C’est là tout le sens du détail d’une équipe de génies qui ne cèdent jamais à la facilité, sous prétexte de donner à son public ce qu’il est venu chercher. Il serait ainsi méprisant de cultiver la comparaison entre le film et Fourmiz, ne serait-ce qu’en des termes visuels. On l’a dit, le Dreamworks fait preuve d’une non-inventivité terrifiante, quand Pixar fait des merveilles à chaque cadre qu’il compose avec le plus grand soin. Bourré d’idées folles (les intérieurs sont éclairés en lumière naturelle par… des champignons phosphorescents), de décors fouillés comme jamais (jusqu’à la plus petite ombre à l’arrière d’une feuille) de jeux d’échelles hallucinants (on ressent réellement la simple fissure dans le sol comme une crevasse, du point de vue d’une fourmi), 1001 Pattes est en outre baigné par une superbe photographie qui comme toujours chez Pixar, envoûte et accentue les émotions quand elle s’acharne à traduire à l’image les faits en cours. Au fond, la dichotomie entre les deux œuvres est un peu représentative de l’histoire de ces deux géants de l’animation : d’un côté, de rares coups de génie (comme Dragons) noyés dans le recyclage et l’opportunisme. De l’autre, une profession de foi nourrie par l’amour du public et du Cinéma. Chez Courte-Focale, on a depuis longtemps choisi notre camp.
3 Comments
Je garde un excellent souvenir de ce dessin animé inventif et trépident que j'ai vu une bonne dizaines de fois. Je le préfère largement à Fourmiz d'ailleurs, même au-delà des graphismes (trop sommaire pou fourmiz, virtuose pour 1001 pattes) où je trouve l'histoire de 1001 pattes bien plus passionnante. Peut-être pas le meilleur pixar, mais un excellent dessin animé.

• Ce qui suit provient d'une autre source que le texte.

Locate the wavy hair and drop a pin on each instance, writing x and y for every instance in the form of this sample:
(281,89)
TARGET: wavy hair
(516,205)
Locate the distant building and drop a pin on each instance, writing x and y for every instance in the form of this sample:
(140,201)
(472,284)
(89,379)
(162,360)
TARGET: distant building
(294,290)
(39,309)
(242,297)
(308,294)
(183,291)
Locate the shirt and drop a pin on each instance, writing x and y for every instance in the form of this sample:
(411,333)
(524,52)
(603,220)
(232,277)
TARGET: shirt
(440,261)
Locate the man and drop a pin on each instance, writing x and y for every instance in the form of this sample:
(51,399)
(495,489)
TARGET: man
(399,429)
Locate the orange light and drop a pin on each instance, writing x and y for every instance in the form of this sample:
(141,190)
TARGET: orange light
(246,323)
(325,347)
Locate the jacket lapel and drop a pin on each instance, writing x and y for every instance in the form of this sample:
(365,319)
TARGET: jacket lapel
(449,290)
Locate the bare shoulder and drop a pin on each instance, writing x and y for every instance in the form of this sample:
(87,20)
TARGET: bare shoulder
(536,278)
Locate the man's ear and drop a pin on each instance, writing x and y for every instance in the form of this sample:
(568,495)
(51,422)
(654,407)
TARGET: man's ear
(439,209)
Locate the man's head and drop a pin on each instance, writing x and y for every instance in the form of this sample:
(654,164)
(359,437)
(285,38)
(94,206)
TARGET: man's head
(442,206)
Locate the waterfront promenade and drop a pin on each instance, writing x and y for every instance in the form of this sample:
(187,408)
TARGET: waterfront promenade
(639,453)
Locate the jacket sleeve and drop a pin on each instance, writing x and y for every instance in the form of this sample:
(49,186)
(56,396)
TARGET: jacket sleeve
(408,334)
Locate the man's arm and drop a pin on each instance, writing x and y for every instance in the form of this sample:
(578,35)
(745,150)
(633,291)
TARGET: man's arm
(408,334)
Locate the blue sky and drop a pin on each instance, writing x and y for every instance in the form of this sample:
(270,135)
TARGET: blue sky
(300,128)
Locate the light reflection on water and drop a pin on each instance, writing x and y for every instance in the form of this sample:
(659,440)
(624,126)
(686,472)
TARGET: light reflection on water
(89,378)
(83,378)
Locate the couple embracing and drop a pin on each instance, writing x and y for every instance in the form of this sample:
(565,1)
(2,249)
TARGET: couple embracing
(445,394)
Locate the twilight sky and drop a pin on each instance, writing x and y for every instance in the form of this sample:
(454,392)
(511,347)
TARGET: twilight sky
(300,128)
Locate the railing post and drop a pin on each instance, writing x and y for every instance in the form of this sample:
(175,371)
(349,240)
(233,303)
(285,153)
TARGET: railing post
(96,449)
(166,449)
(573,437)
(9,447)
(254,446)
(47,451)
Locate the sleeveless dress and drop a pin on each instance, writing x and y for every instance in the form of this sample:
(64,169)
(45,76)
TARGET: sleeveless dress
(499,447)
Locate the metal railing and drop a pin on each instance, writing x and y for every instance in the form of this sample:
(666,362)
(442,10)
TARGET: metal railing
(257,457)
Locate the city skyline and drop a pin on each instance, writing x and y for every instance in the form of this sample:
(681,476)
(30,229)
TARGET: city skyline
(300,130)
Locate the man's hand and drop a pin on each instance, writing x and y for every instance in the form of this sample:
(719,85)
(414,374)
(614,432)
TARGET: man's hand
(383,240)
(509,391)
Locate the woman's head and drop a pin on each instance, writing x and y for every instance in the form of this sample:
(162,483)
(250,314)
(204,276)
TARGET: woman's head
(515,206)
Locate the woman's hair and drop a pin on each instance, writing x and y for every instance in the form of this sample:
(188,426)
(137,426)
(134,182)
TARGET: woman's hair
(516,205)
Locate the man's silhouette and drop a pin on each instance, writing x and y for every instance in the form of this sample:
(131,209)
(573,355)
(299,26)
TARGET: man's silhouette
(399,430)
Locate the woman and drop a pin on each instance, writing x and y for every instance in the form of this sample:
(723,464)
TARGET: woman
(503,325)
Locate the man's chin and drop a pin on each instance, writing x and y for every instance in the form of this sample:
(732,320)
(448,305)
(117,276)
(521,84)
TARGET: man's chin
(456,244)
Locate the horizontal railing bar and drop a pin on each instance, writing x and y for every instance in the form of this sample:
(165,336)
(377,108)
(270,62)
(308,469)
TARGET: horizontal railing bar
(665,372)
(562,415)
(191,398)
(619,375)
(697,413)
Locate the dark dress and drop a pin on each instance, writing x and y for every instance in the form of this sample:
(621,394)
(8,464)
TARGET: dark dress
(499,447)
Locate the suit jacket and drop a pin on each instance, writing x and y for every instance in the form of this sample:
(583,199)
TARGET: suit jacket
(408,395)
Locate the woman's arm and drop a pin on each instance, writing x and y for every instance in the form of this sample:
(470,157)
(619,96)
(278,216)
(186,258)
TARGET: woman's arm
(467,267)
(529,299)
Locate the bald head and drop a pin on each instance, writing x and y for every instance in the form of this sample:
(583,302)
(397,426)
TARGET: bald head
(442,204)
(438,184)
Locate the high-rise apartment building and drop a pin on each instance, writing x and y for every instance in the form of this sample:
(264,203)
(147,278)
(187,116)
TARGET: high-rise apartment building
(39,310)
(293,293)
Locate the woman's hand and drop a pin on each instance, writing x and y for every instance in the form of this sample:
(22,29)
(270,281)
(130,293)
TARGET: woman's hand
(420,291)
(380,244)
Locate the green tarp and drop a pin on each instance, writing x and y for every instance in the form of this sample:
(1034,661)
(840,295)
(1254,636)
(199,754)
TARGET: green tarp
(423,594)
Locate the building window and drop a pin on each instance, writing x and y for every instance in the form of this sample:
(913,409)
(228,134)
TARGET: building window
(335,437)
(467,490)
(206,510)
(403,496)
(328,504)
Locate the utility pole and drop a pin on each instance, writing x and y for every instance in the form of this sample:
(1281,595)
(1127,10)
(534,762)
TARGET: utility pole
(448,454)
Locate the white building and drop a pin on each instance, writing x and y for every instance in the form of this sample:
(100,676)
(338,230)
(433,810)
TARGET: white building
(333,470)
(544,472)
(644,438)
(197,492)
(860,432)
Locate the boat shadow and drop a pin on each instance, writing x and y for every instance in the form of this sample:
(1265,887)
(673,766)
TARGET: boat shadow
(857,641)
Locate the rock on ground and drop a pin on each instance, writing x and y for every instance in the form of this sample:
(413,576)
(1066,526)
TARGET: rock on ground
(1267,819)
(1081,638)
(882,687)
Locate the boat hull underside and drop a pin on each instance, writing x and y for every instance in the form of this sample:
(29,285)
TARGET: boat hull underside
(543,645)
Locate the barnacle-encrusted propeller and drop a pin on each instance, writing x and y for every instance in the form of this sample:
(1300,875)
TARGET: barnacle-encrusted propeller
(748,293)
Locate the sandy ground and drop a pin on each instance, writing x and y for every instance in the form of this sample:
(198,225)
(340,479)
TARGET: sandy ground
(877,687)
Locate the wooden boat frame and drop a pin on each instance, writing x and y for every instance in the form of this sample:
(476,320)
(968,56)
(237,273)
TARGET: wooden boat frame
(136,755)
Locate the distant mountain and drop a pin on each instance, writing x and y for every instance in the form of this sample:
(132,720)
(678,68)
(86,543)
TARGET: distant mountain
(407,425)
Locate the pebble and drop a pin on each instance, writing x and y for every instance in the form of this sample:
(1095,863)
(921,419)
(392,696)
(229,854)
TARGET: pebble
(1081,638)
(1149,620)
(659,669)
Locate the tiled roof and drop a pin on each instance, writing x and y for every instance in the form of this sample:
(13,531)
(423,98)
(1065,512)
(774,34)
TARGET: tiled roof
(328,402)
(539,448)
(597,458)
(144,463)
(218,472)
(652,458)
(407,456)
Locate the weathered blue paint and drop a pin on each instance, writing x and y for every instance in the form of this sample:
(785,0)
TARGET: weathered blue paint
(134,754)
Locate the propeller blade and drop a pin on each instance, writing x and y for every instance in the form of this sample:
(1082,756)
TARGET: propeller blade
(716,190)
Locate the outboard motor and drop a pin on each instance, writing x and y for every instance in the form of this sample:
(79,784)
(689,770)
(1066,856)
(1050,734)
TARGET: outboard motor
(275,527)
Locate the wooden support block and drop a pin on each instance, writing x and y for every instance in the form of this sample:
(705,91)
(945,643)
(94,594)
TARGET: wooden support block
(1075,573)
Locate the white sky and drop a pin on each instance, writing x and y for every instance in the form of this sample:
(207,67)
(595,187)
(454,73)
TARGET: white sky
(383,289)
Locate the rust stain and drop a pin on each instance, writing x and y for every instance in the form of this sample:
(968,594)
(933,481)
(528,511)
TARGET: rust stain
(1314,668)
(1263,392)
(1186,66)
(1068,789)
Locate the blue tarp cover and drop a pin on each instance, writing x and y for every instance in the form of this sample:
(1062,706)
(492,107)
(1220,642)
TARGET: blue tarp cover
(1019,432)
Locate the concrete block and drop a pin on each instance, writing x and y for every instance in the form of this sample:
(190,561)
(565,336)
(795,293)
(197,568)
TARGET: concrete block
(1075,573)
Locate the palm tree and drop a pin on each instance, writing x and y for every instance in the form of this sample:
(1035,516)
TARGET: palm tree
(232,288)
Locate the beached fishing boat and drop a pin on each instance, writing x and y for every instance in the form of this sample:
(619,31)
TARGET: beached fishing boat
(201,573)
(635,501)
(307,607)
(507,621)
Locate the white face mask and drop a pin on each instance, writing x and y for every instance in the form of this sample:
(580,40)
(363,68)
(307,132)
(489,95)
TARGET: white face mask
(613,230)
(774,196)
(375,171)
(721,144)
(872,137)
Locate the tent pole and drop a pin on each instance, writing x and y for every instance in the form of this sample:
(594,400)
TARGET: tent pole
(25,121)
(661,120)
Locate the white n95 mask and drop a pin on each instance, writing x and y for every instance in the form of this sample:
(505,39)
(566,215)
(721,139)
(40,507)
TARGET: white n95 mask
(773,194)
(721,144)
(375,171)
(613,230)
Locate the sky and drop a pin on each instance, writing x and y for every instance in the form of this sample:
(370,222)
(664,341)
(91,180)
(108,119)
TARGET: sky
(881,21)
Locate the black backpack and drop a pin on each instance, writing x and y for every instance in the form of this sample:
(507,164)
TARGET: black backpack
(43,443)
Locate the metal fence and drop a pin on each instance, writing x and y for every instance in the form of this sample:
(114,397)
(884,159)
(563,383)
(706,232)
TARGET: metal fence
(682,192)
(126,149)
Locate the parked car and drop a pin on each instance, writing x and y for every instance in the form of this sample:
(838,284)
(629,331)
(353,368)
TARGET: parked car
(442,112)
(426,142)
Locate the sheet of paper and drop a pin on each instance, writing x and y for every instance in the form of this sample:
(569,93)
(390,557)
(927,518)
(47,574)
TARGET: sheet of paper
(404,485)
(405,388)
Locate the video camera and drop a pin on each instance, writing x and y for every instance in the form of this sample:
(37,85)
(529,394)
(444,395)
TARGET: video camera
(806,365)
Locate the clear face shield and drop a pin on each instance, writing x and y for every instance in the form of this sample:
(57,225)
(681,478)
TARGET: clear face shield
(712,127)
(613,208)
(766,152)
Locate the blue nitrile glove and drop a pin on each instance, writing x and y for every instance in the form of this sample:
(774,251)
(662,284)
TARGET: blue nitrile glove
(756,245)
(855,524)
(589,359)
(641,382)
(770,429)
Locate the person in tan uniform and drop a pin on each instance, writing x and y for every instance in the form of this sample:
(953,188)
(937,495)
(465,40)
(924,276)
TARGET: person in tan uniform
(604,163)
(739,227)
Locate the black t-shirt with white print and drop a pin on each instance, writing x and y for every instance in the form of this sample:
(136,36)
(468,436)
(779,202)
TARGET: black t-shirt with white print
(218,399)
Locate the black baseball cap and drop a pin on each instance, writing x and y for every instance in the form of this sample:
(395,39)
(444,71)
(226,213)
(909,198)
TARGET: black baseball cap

Très bon article pour un super film.
Je me permets d'ajouter parce que mes chevilles aiment ça, au début le scénar est légèrement calqué sur les 7 Samouraïs jusqu'à la scène qui reprend la scène de la grange.
Par contre Fourmiz il est pas si mal je trouve… Et pour le personnage de Z qui fait que se plaindre de son boulot, la dernière réplique "J'ai enfin pu choisir ma place. C'est la même qu'avant… Mais la différence, c'est que je l'ai choisie" est l'explicitation ultime des enjeux du films, pas si creux et superficiels que ça au final.
Après évidemment Fourmiz <<<<< 1001 Pattes.
Houla… Piwar et moi, ça fait deux..Je n'ai jamais état fan de ce film d'animation. Je trouve que les images d'animations rendent le film moins 'magique' qu'un disney ou qu'un dessin animé classique… Je suis assez déçu.